麻苧
あさお
名詞
標準
hemp thread
文例 · 用例
よるべなき水素の川に、 ほとほとと麻苧うつ妻。
— 宮沢賢治 『文語詩稿 五十篇』 青空文庫
長い太い、雪駄を刺す時に使ふやうな雑巾針に麻苧を通して、お雪伯母が縁を縫つて呉れた雑巾に、絣のやうに十字形に縫ひ置くのであつたが、初の中は針がうまく使へなかつたり、縫目が曲つたりしたがだん/\上手になつた。
— 加能作次郎 『世の中へ』 青空文庫
○麻苧らを麻笥に多に績まずとも明日来せざめやいざせ小床に 〔巻十四・三四八四〕 東歌 麻苧の糸を娘が績んでいるのに対って男がいいかける趣の歌で、「ら」は添えたものである。
— 斎藤茂吉 『万葉秀歌』 青空文庫
一首は、麻苧をそんなに沢山|笥に紡がずとも、また明日が無いのではないから、さあ小床に行こう、というのである。
— 斎藤茂吉 『万葉秀歌』 青空文庫
しかるに内地で布帛あるいはその原料たる麻苧が紙の幣束に変ったと同じように、アイヌの方にもそれがついに形式的の削り掛けになってしまったものであると解せられる。

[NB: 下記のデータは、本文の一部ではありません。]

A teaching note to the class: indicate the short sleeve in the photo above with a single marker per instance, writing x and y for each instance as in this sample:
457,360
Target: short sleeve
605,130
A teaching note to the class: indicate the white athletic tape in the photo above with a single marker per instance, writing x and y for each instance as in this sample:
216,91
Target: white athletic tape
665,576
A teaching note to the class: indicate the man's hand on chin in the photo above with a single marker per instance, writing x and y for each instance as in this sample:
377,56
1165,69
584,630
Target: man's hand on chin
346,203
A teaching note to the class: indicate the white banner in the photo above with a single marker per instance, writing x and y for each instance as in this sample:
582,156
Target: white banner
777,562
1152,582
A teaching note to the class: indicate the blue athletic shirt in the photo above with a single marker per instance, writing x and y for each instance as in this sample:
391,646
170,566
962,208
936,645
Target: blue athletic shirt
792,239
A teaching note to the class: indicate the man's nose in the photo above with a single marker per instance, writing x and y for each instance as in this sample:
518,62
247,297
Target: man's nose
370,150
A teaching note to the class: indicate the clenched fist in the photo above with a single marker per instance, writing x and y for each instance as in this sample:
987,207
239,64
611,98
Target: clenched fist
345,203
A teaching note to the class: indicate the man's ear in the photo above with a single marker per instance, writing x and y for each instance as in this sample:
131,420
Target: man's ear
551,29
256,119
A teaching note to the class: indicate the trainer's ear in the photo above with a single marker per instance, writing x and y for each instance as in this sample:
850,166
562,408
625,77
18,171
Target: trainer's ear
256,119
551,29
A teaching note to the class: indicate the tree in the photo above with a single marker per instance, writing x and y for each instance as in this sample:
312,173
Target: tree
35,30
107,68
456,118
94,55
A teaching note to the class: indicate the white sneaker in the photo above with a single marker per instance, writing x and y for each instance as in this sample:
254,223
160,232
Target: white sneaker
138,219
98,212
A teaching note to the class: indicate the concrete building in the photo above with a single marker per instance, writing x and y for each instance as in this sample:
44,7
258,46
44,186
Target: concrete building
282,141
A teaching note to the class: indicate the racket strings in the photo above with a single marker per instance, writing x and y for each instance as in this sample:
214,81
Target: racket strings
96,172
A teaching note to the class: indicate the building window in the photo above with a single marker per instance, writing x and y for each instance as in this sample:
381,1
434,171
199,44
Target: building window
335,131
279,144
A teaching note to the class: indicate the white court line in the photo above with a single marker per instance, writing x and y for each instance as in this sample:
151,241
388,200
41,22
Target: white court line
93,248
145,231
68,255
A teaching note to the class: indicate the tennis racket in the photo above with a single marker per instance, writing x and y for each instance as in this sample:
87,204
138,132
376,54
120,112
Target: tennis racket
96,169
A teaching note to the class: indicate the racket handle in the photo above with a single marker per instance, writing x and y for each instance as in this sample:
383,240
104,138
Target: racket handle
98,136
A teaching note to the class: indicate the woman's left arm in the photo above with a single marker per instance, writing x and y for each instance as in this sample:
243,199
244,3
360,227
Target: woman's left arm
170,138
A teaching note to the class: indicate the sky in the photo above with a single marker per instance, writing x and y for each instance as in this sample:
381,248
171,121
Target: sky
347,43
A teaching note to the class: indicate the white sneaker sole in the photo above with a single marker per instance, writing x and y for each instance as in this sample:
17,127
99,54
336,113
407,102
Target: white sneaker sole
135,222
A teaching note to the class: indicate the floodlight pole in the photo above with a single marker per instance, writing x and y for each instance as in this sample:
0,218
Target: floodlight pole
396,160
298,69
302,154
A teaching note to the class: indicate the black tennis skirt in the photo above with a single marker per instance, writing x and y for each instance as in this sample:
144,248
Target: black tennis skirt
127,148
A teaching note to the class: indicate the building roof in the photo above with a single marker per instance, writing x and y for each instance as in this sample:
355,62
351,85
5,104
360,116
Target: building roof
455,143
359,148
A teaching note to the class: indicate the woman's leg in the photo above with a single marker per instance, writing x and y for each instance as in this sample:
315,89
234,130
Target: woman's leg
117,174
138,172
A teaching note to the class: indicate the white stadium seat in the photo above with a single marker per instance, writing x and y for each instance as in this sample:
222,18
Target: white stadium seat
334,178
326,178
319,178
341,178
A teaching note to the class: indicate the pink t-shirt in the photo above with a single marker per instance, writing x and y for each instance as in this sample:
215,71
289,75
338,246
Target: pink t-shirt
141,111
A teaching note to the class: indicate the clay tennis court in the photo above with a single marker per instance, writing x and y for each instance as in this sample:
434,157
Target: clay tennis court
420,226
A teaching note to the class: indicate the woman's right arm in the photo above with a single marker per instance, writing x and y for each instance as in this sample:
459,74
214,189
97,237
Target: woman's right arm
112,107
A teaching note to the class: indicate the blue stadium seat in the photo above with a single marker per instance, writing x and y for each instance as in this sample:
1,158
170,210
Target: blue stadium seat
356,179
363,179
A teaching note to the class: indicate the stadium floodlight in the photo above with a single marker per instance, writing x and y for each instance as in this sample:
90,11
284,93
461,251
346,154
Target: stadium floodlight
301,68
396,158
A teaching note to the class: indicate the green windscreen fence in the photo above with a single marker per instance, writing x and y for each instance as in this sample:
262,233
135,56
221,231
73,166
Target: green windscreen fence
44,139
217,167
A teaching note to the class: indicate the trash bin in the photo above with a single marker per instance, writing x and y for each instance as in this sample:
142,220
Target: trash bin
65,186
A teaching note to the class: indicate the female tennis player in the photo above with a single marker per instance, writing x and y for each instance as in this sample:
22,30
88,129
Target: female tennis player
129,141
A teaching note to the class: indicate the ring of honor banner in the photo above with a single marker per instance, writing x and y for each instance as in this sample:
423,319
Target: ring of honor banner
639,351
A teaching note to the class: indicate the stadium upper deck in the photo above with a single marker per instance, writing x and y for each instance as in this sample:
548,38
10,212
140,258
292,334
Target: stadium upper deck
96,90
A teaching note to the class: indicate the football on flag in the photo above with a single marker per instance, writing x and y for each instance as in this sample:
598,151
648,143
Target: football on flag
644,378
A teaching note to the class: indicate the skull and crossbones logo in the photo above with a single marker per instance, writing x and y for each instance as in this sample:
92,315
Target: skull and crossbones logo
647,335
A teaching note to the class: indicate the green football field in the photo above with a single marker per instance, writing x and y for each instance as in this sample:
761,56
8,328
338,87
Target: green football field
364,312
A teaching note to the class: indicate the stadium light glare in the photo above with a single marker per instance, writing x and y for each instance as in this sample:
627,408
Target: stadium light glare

— 喜田貞吉 『オシラ神に関する二三の臆説』 青空文庫
同じく十五年には麻苧を仕入れている。
— 外村繁 『澪標』 青空文庫
今日に於てもアイヌ語でプサと云ふ語が存在して、麻苧のことを意味して居りますが、此の語は、アイヌが本來の語であるか、或は天富命に從うて、江戸灣、靜岡灣一帶の地に楮麻を植ゑた大和民族の言葉から借り用ひたものか、否やの問題に至りては暫らく後賢の研究を待つことにいたします。
— 榊亮三郎 『金剛智三藏と將軍米准那』 青空文庫
「あさおきする子はあの子です」「あさねぼする子はこの子です」すずめがしつてていひました。